Technocratic to automatic

The report includes comments from professionals in the AI and open source industry. Ben Brooks, Fellow at Berkman Klein Center at Harvard University, discusses the political and policy landscape.

“Geopolitics has had a massive impact on the US’s approach to AI. We’ve gone from relatively technocratic concerns with online safety risk and catastrophic risk to now with the conversation heavily dominated by geopolitical competition between the US and China,” said Brooks… Ben not Amanda.

He notes that iIn the past 6 months, the USA has seen over a thousand state bills touching on AI, which is more than the total number of State Bills on AI for the preceding two years. 

“I’ve been very clear with policy makers in the US, the EU, the UK and elsewhere that the first thing we need to do is a gap analysis and understand where our existing regulatory and legislative frameworks fall short. The reality is there’s low hanging fruit for governments to take action,” he added.

The year of SML & agentic

Richard Evans, country manager UK&I at WSO2 adds that the development of open source and trust in technology can’t be ignored.

“As we innovate and work around new technologies like AI and Agentic today, we have to build up that store of trust around safety, security and data privacy. Quantum computing is around the corner and supporting a ‘post-quantum’ approach able to withstand potential attacks means we must be ready for this future. To advocate for this needs proactive adoption of post-quantum cryptography (PQC) to safeguard critical infrastructure, AI systems and maintain public trust,” said Evans. 

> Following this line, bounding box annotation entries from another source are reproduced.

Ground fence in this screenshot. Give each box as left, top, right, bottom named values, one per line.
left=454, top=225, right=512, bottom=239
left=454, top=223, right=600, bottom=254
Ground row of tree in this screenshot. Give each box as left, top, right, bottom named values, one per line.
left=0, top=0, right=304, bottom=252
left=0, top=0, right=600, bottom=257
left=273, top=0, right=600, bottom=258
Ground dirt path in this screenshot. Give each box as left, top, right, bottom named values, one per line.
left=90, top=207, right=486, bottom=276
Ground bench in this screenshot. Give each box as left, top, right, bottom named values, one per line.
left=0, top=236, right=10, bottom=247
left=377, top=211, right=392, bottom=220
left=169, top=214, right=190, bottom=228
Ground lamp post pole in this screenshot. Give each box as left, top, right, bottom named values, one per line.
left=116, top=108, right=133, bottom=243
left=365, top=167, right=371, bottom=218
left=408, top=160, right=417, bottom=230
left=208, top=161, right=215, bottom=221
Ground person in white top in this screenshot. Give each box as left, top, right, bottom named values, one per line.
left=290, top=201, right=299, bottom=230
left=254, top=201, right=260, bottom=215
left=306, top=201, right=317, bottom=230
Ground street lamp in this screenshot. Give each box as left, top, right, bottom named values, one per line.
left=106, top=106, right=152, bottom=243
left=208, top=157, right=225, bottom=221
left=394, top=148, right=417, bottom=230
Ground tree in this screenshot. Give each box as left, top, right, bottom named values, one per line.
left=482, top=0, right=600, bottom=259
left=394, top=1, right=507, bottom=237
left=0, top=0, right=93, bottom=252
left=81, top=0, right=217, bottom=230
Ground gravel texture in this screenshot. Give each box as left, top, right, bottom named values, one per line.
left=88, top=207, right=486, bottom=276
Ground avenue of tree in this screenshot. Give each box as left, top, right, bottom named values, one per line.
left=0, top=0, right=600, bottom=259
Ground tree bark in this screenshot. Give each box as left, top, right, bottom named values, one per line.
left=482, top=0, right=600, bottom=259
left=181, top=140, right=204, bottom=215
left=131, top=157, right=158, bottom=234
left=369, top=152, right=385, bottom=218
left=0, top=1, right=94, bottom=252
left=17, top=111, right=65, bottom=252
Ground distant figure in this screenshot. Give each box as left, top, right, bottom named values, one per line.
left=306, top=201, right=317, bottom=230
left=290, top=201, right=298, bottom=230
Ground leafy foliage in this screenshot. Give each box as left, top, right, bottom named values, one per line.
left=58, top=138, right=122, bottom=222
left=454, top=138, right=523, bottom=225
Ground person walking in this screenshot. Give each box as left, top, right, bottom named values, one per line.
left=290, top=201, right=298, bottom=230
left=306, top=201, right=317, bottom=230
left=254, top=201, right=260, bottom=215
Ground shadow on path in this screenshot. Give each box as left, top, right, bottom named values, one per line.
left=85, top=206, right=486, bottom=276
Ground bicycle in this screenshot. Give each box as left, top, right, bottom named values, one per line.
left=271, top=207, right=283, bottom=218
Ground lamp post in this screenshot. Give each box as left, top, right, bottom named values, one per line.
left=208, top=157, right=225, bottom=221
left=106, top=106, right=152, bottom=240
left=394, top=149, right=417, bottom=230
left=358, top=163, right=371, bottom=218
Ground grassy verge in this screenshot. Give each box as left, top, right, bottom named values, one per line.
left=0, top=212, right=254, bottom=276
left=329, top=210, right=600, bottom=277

Alongside these spokespeople, the report also includes commentay from:

  • Toran Bruce Richards, founder of  AutoGPT the leading open Agentic AI talks about the friction between innovation, control and trust
  • Sal Kimmich, technical director of Gadfly AI, on identity and lessons from the cloud ecosystem and its standards
  • Matthew Barker, vice president for workload identity at CyberArk, on securing Agentic AI
  • Andrew Martin, co-founder and CEO at ControlPlane, on the Department for Science, Innovation and Technology response to agentic AI and identity.

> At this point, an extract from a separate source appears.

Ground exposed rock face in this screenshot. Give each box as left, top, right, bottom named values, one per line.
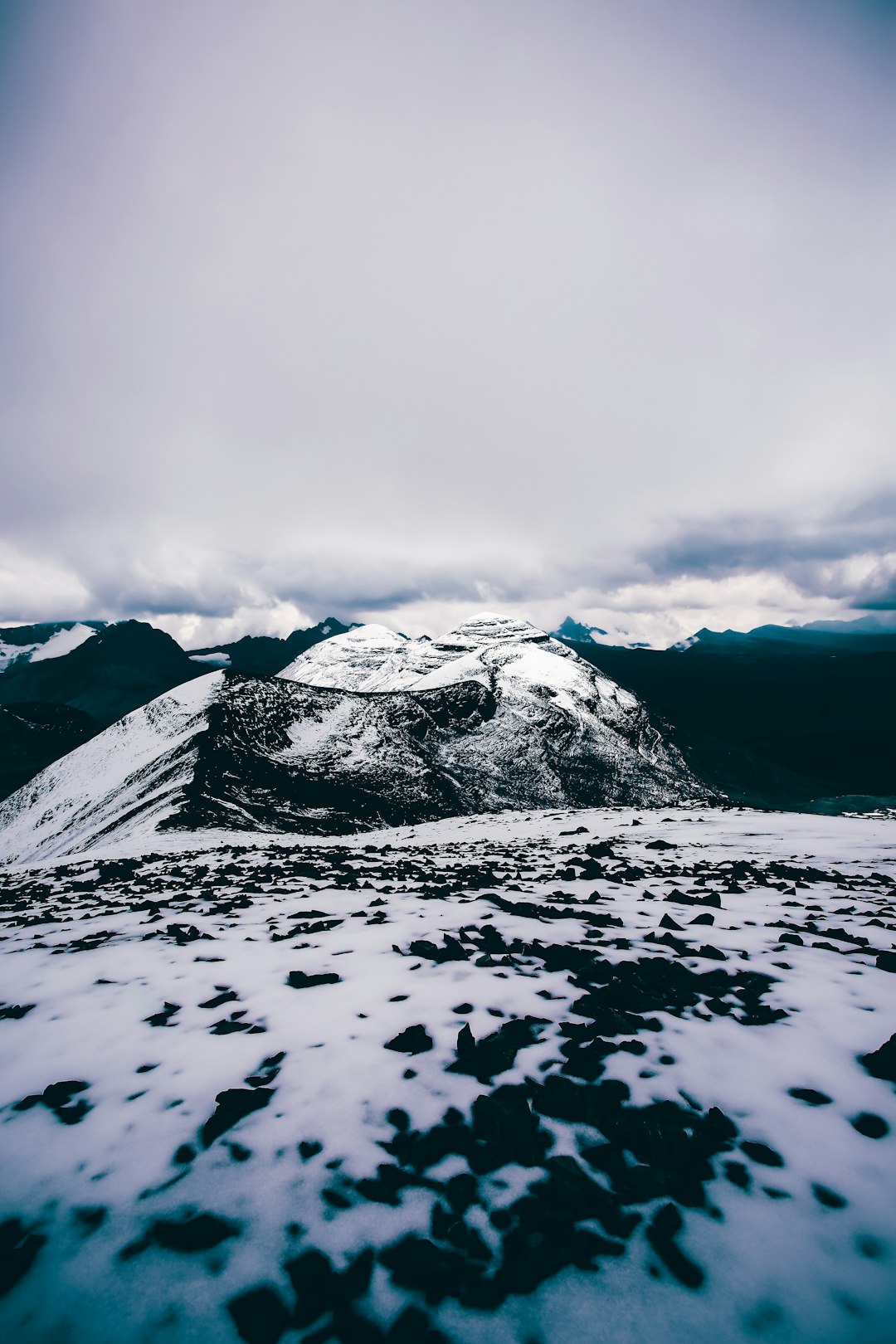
left=0, top=616, right=704, bottom=859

2025 is being defined as the year of the small language model and agentic AI.

OpenUK says that it’s also the year that the AI openness conversation exploded onto the global stage. Brock  and team say that the UK is doing well, but growth is significantly behind France, India and the US. This is in no small part due to their commitment to openness.  OpenUK insists that the UK must back its open ecosystems across software, data and AI translating this from policy into practical actions as it has been by Macron in France.

The message is, the UK’s open communities are ready to engage and enable growth.